DH: I wrote an issue of Batman and Robin set in Paris with a new version of the Joker that referred directly to the fact that the Joker was inspired by a movie poster of The Man Who Laughs, which had been filmed for Universal by Paul Leni in 1928 with Conrad Veidt in the title role. Out of curiosity I tracked down the book and when I read it, I was totally grabbed by this Grand Guignol horror story that was also an incisive attack on the system of aristocratic privilege in Britain. I loved the twists and turns of the story, the characters and the vividly visual storytelling. I found scenes playing out in my head that seemed made for the comic book page and it dawned on me that this story needed a wider audience than it was getting.
There have been several comic book adaptations, a French TV series and several films but I was pretty sure that Mark and I could come up with something unique. I avoided looking at any of the existing versions until the script was finished and it's fascinating to see where the versions overlap with ours and where they seem totally different. I concentrated on the politics of inequality as that seems particularly relevant to the way society is polarising right now. As I've said before, Gwynplaine's climactic speech to the House of Lords is as relevant today as it was when the book was written in 1869. The book is also a thriller and a love story and a whodunit with engaging and unique characters. That gives it a far wider appeal than you would expect from "The story that inspired The Joker."
OM: What next for you, Dave? Any more plans for creator-owned series such as Second Sight? Or, after The Man Who Laughs, do you have any more desires to adapt from any further literary classics?
DH: I have no plans for more adaptations. It was fun to do, but I have lots of my own stories to tell. There are a number of projects I've worked on over the past few years that were either aborted or are stalled at various stages and that's very frustrating. Now I'm looking to do more work with Mark Stafford. The big ones are The Bad, Bad Place, currently being serialised in Meanwhile from Soaring Penguin and Lip Hook, which is an ambitiously long supernatural thriller I have been known to pitch as "Wicker Man meet Apocalypse Now by way of Village Of The Damned." Then there's a new Bulletproof Coffin one-shot written and waiting on Shaky Kane's drawing table as soon as he has a gap in his schedule. I'm also working on a couple of science-fiction concepts and there will be a second volume of Storm Dogs when all the right stars are in alignment.
OM: As noted at the beginning of this interview, you started out as an artist: Do you have any intentions of taking to the drawing board again anytime soon or have you decided those days are behind you now?

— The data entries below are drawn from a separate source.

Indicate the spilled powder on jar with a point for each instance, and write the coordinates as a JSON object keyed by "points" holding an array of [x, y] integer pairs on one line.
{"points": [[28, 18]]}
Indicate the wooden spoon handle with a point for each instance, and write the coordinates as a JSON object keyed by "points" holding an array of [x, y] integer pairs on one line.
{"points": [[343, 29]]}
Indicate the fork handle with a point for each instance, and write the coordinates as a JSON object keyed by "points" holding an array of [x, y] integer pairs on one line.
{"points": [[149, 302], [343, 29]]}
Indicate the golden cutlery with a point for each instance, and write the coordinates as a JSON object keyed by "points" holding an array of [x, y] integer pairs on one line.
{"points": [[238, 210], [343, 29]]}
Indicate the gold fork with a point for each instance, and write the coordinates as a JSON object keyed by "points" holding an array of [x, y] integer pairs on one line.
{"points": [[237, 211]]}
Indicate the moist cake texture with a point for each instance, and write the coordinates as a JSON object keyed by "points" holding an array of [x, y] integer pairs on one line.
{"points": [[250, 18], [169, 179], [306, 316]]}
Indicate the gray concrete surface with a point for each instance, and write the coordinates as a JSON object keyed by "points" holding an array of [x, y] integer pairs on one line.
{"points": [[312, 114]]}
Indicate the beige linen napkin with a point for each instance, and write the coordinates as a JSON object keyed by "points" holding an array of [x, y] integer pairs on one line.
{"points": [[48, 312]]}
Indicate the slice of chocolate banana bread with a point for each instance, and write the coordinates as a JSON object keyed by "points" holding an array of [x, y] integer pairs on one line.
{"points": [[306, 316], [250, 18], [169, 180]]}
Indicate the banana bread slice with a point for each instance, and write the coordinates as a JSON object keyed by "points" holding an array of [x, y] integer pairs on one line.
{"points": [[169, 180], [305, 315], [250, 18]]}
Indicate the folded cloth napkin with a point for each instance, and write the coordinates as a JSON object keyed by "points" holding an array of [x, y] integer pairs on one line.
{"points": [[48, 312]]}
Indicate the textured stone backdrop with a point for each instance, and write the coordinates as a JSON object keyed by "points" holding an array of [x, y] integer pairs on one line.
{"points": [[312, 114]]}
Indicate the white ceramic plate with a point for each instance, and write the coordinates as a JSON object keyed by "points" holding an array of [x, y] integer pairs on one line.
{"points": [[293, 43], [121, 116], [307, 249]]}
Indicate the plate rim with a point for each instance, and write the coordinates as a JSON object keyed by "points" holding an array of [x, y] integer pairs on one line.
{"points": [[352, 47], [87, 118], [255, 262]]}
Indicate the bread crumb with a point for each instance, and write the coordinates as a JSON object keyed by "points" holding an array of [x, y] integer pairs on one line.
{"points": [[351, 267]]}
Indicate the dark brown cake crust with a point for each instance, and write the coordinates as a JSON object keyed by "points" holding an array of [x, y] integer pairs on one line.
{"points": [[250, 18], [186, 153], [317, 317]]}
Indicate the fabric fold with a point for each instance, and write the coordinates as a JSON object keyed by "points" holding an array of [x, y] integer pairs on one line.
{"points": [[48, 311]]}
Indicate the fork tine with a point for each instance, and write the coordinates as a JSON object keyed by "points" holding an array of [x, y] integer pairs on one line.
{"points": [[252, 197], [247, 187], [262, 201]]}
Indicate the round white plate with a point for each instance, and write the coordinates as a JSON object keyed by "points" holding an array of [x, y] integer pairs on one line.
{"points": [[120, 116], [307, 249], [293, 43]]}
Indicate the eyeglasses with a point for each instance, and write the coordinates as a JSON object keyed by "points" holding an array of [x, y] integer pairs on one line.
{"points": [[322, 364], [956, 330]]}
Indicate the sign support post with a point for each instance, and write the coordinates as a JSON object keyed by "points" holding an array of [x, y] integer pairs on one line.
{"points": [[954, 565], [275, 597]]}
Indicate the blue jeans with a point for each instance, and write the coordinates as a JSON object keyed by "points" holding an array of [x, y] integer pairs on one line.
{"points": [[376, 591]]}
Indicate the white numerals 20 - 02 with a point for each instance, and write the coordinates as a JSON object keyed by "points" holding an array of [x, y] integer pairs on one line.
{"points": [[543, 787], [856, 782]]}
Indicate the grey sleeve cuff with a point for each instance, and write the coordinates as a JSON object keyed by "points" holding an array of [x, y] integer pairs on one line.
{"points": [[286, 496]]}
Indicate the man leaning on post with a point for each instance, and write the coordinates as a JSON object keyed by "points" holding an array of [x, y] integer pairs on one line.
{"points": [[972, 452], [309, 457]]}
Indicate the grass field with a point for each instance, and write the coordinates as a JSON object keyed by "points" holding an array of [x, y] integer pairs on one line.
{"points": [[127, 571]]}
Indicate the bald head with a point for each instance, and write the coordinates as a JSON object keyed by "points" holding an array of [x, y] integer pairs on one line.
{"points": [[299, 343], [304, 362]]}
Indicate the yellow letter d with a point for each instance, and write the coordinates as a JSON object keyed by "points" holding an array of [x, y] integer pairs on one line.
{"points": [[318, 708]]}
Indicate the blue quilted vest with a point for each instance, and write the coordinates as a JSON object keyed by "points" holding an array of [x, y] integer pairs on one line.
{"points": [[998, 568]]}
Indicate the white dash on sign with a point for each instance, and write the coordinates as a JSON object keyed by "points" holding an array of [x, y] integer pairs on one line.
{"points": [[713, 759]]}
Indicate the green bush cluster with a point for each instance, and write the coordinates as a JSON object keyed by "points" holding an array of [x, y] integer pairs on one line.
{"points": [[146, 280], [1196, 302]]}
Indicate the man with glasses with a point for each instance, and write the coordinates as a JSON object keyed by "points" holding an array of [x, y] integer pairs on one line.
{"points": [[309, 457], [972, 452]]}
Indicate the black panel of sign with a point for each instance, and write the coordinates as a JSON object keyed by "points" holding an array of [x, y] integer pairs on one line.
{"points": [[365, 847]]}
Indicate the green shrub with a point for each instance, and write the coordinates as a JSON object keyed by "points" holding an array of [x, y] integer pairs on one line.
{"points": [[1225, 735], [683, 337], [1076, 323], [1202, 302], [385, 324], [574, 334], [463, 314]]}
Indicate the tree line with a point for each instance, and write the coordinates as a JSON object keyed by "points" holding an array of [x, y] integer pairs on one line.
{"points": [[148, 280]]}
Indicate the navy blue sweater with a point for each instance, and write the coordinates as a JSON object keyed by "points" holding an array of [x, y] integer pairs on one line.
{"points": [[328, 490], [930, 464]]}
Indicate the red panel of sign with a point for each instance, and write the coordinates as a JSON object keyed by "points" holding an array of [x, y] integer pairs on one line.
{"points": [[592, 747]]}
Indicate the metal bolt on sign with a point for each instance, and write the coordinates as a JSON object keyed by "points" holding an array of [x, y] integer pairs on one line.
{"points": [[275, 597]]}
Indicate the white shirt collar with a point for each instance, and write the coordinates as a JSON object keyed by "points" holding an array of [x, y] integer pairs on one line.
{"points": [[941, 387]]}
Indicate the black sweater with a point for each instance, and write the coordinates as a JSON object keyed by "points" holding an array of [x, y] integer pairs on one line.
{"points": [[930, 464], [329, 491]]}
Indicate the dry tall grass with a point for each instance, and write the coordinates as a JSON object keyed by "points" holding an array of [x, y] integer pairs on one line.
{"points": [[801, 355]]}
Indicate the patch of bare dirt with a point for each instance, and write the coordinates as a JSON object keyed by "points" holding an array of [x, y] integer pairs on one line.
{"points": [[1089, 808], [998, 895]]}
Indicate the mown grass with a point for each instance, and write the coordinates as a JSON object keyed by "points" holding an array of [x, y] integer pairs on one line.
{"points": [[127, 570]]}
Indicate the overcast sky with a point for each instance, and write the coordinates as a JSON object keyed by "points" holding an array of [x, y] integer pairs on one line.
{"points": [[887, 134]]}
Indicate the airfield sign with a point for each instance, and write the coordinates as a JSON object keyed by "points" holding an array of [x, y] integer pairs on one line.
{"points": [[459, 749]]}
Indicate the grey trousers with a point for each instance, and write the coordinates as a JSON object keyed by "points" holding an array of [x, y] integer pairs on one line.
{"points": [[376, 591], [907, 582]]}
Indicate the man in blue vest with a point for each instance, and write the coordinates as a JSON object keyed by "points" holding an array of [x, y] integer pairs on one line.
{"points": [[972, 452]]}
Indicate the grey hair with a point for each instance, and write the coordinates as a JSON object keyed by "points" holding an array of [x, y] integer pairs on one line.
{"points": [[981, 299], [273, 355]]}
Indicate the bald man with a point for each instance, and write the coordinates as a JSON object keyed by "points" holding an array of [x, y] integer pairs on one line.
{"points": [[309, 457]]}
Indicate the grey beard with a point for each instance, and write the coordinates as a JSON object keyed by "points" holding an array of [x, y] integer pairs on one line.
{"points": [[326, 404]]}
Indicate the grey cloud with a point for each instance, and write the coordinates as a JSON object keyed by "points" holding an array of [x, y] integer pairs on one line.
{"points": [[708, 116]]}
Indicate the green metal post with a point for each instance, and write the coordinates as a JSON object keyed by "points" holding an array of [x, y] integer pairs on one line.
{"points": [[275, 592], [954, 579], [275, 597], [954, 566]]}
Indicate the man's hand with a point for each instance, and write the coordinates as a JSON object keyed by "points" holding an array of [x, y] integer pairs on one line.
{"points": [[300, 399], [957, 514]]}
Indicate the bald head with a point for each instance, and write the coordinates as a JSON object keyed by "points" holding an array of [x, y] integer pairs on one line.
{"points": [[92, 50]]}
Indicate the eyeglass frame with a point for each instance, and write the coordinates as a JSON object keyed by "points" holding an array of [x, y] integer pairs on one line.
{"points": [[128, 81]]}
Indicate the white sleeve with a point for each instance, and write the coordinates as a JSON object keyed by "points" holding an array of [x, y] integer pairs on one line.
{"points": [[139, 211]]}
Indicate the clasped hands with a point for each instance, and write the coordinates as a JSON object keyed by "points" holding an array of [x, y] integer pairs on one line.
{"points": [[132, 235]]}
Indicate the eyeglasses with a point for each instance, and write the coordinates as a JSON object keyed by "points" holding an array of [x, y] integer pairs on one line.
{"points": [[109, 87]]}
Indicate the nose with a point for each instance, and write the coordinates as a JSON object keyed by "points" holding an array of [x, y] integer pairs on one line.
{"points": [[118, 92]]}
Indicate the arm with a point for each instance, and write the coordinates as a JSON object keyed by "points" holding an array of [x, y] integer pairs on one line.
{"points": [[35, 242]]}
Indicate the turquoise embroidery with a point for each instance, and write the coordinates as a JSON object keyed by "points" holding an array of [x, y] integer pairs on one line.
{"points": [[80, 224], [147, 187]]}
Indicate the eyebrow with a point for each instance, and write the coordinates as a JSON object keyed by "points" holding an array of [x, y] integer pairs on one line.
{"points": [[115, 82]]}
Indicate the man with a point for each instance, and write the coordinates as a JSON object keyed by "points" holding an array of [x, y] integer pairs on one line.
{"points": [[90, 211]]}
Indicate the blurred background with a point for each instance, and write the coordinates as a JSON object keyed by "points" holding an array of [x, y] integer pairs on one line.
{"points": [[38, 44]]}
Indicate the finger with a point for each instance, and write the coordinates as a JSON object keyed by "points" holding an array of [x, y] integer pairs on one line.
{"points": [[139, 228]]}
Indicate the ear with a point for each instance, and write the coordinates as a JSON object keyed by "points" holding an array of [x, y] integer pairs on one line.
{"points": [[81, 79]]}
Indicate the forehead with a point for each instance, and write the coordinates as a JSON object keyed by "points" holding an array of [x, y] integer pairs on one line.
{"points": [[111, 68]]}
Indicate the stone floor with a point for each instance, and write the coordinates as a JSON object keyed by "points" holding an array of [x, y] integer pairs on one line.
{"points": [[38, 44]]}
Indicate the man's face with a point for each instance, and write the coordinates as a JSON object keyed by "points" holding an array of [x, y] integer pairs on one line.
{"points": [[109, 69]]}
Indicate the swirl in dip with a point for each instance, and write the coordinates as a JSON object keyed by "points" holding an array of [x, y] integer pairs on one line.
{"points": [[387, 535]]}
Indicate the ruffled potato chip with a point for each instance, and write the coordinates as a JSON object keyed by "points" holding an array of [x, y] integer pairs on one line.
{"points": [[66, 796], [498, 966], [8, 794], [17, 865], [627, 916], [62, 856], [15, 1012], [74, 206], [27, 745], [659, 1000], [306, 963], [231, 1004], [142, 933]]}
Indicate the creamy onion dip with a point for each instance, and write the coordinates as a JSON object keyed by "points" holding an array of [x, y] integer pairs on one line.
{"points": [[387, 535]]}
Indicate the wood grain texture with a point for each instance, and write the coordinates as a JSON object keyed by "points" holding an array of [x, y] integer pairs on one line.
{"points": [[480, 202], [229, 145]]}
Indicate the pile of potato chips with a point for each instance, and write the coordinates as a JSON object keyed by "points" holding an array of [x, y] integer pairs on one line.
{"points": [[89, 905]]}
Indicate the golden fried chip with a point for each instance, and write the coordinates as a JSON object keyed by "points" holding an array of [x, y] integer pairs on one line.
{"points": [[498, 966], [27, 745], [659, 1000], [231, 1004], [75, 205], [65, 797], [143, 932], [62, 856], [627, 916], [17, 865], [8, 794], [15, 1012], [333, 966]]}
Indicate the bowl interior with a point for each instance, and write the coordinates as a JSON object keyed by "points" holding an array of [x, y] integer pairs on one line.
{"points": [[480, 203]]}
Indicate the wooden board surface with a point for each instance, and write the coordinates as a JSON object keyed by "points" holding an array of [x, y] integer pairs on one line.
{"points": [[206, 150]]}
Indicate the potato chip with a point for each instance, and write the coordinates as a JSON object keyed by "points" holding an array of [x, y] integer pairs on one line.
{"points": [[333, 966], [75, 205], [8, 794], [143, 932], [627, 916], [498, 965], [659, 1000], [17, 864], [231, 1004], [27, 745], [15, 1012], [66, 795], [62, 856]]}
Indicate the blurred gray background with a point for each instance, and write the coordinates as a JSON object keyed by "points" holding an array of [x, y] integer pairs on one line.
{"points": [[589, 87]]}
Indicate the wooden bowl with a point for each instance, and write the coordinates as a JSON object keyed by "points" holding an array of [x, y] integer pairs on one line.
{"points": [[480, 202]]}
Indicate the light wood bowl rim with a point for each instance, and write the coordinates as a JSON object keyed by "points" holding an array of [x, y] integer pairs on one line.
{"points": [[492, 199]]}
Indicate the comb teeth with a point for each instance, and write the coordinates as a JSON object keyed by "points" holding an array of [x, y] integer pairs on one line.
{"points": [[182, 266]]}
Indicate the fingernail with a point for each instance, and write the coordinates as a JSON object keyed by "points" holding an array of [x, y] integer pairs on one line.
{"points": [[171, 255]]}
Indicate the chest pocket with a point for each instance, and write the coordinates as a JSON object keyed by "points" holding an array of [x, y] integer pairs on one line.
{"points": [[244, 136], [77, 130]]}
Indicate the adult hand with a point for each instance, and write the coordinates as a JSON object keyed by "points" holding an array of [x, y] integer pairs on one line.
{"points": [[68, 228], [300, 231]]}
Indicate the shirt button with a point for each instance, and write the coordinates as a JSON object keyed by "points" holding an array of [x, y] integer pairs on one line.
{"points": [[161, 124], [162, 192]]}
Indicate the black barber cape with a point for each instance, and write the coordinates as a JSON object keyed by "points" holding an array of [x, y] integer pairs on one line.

DH: It takes an awful lot of persuasion to get me to draw anything these days. It was always a painful, slow and unsatisfactory process for me. Drawing doesn't come naturally to me. I made a living at it, but that was out of sheer bloody-minded determination rather than talent. The last major thing I did was an issue of Elephantmen a few years back. I can't see myself going back to drawing for a living. Writing is far more enjoyable and I get to work with artists who do the job so much better than me.
OM: Many thanks for your time!
DH: You're welcome.
David Hine will be a guest at the convention taking place on April 23rd that is part of this year's Birmingham Comics Festival in the UK.